A fortnight later Barnes was with his old friend Schofield in Minneapolis. He thought of the house with the six boys as he had last seen it--now it seemed to bear scars of them, like the traces that pictures leave on a wall that they have long protected from the mark of time. Since he did not know what had
become of Schofield’s sons, he refrained from referring to their conversation of ten years before until he knew whether it was dangerous ground. He was glad of his reticence later in the evening when Schofield spoke of his elder son, Wister.
“Wister never seems to have found himself--and he was such a high-spirited kid! He was the leader of every group he went into; he could always make things go. When he was young, our houses in town and at the lake were always packed with young people. But after he left Yale, he lost interest in things--got sort of scornful about everything. I thought for a while that it was because he drank too much, but he married a nice girl and she took that in hand.

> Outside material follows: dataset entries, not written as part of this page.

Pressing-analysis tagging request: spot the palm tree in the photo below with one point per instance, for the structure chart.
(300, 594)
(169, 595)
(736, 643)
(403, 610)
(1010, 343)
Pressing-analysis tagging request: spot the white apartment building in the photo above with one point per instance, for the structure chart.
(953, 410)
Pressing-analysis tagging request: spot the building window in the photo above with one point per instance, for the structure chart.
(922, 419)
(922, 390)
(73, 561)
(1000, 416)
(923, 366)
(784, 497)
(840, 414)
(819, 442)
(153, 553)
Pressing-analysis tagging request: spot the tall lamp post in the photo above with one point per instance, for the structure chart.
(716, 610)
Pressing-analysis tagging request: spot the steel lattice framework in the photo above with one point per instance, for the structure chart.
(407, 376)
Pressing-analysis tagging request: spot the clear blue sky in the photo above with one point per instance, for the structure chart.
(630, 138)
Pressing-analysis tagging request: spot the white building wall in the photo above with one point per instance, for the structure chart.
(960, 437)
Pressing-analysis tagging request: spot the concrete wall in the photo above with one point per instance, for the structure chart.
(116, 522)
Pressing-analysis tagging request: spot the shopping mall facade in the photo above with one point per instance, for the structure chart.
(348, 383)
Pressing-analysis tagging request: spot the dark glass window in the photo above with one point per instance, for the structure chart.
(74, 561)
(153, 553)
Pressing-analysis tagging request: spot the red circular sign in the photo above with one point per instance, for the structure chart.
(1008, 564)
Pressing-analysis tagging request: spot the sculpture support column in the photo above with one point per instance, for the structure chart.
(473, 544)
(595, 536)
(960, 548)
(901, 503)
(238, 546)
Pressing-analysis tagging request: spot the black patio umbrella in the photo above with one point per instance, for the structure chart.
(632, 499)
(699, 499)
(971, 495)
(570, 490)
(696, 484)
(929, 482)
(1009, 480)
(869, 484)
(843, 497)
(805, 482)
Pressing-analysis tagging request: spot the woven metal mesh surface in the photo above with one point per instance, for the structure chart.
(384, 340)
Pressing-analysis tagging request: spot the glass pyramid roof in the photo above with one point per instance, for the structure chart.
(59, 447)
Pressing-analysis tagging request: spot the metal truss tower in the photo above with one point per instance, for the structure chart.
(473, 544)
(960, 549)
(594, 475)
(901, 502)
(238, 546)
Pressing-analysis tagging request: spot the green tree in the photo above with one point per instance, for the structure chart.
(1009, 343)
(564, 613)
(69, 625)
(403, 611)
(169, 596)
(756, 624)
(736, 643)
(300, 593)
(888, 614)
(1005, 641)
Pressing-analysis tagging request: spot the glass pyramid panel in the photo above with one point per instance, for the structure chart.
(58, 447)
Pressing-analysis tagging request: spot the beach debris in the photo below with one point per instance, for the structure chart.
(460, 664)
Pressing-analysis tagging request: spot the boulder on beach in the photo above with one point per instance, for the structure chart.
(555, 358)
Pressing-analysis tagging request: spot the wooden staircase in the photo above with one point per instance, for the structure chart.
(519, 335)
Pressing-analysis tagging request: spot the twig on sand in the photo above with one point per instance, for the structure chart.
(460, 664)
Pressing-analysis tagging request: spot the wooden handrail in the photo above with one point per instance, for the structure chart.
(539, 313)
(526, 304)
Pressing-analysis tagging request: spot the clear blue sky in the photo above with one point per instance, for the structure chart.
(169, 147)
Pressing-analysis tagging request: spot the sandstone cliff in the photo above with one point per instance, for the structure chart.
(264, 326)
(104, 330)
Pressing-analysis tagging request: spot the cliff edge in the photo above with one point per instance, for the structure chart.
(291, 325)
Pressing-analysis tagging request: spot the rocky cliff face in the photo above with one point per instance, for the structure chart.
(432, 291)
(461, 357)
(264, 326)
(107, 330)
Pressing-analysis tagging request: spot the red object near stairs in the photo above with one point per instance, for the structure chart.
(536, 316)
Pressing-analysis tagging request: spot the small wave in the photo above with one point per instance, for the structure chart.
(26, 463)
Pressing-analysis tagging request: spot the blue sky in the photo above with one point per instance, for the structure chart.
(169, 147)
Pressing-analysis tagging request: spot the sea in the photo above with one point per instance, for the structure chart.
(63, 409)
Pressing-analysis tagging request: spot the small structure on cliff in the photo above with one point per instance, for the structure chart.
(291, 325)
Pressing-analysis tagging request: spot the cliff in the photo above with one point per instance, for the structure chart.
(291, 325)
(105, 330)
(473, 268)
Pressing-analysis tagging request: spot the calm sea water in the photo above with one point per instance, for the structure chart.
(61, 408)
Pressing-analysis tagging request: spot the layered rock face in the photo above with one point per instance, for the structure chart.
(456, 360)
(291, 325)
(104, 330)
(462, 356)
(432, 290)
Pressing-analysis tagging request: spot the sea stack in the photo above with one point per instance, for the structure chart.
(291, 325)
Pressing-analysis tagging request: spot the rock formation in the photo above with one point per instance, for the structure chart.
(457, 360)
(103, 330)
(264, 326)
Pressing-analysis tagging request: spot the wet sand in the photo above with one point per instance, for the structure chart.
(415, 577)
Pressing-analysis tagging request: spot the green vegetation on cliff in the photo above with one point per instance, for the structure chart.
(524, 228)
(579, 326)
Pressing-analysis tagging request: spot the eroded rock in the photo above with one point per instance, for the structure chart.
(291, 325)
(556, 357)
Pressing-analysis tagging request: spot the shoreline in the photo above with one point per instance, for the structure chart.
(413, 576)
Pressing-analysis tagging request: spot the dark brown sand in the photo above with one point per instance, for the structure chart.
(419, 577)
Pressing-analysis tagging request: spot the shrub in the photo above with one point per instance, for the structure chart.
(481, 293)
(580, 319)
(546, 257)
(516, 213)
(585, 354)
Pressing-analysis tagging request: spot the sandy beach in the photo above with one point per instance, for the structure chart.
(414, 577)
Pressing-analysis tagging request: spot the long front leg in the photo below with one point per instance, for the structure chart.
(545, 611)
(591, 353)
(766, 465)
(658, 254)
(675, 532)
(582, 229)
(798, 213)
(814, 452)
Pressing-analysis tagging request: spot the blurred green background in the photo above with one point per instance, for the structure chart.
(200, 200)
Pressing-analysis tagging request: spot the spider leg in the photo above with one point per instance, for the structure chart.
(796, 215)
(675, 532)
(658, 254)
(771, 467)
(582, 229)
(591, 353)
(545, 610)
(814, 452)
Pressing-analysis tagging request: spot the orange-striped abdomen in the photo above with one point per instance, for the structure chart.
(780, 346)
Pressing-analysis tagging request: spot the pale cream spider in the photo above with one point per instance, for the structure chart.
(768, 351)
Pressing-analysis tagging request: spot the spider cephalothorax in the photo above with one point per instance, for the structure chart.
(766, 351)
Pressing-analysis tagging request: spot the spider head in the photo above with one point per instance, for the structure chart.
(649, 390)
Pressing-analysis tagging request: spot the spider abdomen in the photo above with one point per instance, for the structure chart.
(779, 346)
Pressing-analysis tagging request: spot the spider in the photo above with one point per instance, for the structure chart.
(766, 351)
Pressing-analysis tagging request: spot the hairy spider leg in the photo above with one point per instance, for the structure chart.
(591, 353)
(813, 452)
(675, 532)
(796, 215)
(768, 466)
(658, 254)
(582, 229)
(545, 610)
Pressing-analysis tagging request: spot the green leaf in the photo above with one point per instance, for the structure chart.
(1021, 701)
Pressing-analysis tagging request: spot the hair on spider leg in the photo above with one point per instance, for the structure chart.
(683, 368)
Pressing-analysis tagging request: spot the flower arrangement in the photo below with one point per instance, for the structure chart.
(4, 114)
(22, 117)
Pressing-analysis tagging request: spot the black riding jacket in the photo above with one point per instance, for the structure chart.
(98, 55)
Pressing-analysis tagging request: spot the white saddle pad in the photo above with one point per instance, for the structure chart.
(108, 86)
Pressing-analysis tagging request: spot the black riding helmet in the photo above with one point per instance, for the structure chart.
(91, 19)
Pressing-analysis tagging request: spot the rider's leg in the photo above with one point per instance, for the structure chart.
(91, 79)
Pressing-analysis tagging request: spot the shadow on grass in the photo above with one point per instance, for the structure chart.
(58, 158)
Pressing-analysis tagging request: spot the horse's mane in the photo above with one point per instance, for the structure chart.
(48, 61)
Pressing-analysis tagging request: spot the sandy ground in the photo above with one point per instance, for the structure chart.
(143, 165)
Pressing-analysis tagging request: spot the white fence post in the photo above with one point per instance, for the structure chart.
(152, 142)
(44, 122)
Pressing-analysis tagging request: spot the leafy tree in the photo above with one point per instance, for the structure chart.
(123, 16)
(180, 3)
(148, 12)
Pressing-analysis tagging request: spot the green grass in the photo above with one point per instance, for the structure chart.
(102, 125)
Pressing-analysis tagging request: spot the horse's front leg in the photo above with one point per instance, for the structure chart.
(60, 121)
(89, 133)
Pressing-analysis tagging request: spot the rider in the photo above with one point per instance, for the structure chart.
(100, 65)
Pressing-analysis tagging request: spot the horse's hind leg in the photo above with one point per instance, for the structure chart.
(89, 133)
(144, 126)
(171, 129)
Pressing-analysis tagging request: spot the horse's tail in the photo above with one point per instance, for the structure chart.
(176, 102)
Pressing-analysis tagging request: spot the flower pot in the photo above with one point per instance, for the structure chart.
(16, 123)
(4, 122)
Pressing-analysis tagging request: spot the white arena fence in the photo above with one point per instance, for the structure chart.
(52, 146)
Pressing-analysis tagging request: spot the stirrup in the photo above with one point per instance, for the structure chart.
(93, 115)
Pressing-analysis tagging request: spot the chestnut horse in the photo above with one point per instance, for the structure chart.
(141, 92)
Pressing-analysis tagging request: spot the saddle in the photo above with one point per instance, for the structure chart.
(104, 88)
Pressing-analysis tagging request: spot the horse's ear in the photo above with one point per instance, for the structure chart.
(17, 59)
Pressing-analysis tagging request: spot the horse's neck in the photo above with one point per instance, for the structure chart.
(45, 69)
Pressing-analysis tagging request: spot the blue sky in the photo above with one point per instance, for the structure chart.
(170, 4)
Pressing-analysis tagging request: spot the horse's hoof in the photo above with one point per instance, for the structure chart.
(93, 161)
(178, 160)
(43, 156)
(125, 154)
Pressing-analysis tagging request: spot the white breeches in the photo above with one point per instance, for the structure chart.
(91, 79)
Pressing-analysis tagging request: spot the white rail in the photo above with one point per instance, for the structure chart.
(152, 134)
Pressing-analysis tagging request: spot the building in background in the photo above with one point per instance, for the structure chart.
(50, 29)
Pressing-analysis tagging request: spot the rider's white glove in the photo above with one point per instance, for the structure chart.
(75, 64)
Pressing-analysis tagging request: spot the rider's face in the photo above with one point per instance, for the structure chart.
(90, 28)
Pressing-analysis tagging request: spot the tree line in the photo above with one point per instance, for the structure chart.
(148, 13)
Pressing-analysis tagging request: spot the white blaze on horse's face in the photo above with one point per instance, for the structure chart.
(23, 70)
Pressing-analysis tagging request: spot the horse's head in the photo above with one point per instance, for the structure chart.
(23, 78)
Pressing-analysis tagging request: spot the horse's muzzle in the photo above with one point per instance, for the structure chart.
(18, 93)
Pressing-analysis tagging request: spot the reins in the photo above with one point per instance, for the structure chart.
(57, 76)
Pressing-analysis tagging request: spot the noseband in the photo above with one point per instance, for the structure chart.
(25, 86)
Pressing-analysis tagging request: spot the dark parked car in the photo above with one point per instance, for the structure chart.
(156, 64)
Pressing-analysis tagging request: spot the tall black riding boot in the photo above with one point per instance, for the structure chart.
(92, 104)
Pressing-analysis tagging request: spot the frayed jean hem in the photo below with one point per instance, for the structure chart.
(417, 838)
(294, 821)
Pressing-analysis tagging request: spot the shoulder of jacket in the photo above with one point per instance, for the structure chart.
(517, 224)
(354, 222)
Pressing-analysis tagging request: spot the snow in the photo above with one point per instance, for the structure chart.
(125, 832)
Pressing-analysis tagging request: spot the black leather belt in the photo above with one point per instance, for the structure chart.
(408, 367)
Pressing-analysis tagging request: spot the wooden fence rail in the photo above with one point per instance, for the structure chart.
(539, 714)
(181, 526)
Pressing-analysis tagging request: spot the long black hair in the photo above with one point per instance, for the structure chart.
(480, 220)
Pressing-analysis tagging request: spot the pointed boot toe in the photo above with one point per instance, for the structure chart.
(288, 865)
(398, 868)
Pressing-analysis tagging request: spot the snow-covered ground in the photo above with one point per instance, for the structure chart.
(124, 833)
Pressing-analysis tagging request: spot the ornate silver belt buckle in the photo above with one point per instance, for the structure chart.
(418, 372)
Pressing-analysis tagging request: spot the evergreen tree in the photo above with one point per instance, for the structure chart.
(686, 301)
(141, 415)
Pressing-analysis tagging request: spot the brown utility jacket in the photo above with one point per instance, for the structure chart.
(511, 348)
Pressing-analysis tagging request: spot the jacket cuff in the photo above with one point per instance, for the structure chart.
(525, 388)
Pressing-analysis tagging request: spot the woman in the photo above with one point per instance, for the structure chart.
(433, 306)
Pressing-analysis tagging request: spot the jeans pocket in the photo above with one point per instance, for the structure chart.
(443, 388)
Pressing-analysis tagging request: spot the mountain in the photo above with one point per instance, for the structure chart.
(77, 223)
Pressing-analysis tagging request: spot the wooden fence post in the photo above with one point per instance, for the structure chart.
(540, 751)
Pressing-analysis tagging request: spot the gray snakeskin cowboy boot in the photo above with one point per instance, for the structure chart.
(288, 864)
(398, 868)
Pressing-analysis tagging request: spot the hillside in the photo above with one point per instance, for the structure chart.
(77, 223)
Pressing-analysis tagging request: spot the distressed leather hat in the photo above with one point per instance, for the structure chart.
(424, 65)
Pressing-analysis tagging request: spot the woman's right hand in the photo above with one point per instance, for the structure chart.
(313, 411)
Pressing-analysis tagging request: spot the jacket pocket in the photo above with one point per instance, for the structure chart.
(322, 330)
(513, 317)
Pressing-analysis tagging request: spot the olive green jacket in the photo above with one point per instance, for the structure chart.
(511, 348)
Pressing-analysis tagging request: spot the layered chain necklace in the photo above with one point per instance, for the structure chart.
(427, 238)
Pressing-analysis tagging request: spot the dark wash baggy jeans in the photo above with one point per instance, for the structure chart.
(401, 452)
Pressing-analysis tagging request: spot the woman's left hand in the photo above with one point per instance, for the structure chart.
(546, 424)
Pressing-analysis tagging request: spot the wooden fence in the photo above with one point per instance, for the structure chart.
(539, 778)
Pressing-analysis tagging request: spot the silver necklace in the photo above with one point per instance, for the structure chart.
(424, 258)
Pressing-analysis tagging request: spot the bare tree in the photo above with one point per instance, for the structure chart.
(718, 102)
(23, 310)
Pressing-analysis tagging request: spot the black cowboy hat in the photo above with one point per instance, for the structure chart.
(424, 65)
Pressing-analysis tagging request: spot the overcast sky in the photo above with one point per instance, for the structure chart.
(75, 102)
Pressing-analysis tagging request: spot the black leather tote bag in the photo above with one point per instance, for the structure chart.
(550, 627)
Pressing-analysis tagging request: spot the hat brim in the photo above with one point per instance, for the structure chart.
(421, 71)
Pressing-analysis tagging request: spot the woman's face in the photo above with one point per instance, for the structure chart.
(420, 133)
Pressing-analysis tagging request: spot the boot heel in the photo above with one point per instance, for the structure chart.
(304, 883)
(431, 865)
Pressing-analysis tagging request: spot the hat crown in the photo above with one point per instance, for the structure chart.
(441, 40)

Still, he hasn’t any ambition--he talked about country life, so I bought him a silver-fox farm, but that didn’t go; and I sent him to Florida during the boom, but that wasn’t any better. Now he has an interest in a dude-ranch in Montana; but since the depression--”
Barnes saw his opportunity and asked:
“What became of those friends of your sons’ that I met one day?”
“Let’s see--I wonder who you mean. There was Kavenaugh--you know, the flour people--he was here a lot. Let’s see--he eloped with an Eastern girl, and for a few years he and his wife were the leaders of the gay crowd here--they did a lot of drinking and not much else. It seems to me I heard the other day that Howard’s getting a divorce. Then there was the younger brother--he never could get into college. Finally he married a manicurist, and they live here rather quietly. We don’t hear much about them.”
They had had a glamour about them, Barnes remembered; they had been so sure of themselves, individually, as a group; so high-spirited, a frieze of Greek youths, graceful of body, ready for life.
“Then Larry Patt, you might have met him here. A great golfer. He couldn’t stay in college--there didn’t seem to be enough fresh air there for Larry.” And he added defensively: “But he capitalized what he could do--he opened a sporting-goods store and made a good thing of it, I understand. He has a string of three or four.”